The musical tradition of carnival in La Bañeza is reflected in group ensembles called charangas (brass bands). The most important charangas of La Bañeza are Los 4 Gatos, Rico - Rico y Ritmo Joven, who are asked to join those from other cities in Spain to play in their parades. To these formations, the group La Charra that musically enlivens the streets and taverns of La Bañeza with humor, must be added.
The summer sounds of artists such as Georgie Dann, or Rafaella Carrà, are adopted as carnival songs, so playing these songs during the days of festivities is synonymous with carnival music. In addition, many of the brass bands have a number of these songs in their repertoire.

== Carnival solidarity ==
In 2009, the "Day of exaltation of carnival" was organized in the prison of Mansilla de las Mulas, by private initiative. Carnival participants and members of groups of La Bañeza participated with inmates on a holiday, trying to bring carnival closer to the inmates and by doing so, make their time in the center pass more quickly. In 2010, the city council of La Bañeza and Red Cross of La Bañeza, launched a collection of funds to help the earthquake victims in Haiti.

== Studies about Carnival ==
In 2004, a summer course was organized by the University of Leon called Visions of Carnival, would be reflected in the publication of a book with the same name two years later, coordinated by José María Balcells.

In 2006, the First National Congress of Carnival in La Bañeza was held, organized by the city council of La Bañeza, the University of León and UNED, tackling songs, historical and other fields about the origin of the festival.
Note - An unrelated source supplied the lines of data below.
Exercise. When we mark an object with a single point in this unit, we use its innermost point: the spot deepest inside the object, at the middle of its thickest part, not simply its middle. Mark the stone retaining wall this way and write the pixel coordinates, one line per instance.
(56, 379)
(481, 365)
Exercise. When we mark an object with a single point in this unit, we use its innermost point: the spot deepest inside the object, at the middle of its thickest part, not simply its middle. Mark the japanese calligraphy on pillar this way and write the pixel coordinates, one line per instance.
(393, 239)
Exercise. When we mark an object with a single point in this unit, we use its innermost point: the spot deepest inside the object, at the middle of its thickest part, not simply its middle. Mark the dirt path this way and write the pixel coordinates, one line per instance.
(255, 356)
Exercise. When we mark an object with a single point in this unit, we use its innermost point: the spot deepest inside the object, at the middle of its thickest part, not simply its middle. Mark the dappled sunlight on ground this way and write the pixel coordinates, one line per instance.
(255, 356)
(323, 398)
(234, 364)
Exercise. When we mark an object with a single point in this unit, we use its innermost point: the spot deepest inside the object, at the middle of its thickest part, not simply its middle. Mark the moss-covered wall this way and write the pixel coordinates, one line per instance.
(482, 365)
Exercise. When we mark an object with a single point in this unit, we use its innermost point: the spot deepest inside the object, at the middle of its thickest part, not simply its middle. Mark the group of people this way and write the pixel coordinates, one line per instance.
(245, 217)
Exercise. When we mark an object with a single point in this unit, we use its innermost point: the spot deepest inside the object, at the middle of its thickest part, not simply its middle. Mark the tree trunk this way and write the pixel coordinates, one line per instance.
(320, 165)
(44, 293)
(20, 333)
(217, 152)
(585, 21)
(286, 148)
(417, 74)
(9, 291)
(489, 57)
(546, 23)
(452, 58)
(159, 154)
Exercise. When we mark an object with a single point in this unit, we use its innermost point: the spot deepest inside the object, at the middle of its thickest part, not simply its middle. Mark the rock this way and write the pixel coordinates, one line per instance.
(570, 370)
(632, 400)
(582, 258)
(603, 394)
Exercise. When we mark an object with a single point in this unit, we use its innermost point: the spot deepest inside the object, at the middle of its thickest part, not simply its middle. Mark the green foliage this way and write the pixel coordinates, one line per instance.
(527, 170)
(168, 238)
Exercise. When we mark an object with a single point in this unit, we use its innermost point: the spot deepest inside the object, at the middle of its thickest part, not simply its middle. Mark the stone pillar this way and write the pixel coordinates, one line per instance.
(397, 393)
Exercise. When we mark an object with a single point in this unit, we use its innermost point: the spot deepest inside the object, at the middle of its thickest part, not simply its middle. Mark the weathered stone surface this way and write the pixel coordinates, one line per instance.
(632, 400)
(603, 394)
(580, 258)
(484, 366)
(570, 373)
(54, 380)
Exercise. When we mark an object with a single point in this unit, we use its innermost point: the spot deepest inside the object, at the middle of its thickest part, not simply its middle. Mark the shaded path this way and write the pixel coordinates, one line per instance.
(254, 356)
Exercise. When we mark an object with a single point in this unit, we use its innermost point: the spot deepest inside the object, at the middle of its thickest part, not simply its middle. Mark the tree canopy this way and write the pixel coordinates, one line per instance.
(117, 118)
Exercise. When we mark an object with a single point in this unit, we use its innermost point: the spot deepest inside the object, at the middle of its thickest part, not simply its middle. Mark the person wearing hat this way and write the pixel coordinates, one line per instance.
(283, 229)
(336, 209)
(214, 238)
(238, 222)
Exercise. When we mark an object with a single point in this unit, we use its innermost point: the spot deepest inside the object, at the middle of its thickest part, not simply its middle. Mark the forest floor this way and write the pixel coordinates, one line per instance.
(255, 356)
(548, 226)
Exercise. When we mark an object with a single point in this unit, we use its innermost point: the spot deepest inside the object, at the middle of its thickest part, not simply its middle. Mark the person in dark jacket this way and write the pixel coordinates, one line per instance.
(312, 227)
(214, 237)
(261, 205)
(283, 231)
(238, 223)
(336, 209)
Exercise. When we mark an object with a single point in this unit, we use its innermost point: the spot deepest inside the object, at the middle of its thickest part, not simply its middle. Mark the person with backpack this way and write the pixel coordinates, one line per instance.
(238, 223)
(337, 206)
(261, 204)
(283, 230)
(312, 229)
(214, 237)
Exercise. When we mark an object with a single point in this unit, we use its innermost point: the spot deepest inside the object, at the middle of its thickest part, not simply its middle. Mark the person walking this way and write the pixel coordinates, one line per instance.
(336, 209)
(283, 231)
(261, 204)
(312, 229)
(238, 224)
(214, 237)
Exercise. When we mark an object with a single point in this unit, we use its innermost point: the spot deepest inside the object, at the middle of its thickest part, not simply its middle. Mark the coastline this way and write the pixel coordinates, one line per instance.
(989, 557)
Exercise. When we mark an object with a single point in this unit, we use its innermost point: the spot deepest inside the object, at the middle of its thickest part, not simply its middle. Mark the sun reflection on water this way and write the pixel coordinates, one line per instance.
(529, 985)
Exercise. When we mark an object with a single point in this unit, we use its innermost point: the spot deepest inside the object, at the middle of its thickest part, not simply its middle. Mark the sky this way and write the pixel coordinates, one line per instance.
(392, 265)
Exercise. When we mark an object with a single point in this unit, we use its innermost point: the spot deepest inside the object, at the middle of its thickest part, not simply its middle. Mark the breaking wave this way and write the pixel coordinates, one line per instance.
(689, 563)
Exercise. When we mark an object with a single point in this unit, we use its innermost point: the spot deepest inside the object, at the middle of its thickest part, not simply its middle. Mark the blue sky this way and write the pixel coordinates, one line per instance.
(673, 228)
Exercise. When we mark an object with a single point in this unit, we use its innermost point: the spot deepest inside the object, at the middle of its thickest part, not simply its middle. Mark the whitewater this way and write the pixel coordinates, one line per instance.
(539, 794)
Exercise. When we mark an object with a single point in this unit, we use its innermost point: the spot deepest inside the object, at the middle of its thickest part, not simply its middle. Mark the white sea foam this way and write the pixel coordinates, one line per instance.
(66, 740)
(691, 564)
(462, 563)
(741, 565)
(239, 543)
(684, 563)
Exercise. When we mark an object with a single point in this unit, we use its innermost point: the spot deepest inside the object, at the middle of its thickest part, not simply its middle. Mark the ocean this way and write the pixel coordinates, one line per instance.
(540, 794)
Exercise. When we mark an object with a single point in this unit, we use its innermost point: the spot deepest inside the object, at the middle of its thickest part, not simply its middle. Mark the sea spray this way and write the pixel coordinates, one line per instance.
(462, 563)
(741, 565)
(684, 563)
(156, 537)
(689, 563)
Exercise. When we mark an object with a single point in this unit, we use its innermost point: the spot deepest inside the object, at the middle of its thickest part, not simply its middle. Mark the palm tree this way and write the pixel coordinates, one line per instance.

Representatives were invited from other carnivals of Spain, such as Sitges, Cádiz, Ciudad Rodrigo and Los Realejos, participating in panel discussions on the theme of carnival. The musical participation was carried out by the folk group Tornadera from Leon, the troupe La Charra and joke Cadiz group Los Aguafiestas. In February 2010, the book containing the proceedings of the congress held in 2006 was presented, with the name Carnival: Tradition and Today.

== Carnival online ==
In 2006, the first website about carnival in La Bañeza was born, coming to light the day before the start of the festivities. Since then, it is updated with various information, videos, news, surveys, forums, history and other aspects of carnival. Initiatives are started through the page by different participants of carnival like the naming of Plaza del Carnaval, a tribute to Molina, the execution of an allegorical mural by graffiti artists of La Bañeza and the region or the idea to seek a declaration of Interest Party National Tourist.
In 2010, the spread of carnival on the internet intensified in the field of social networks, creating a Facebook group, tuenti and Twitter, and celebrating "The Day of the Carnival of La Bañeza on the Internet".

== Gastronomy ==
In the varied confectionery goods in La Bañeza one can find different products typical of this holiday, such as the Ears of Carnival, Carnival Masks or Dominoes.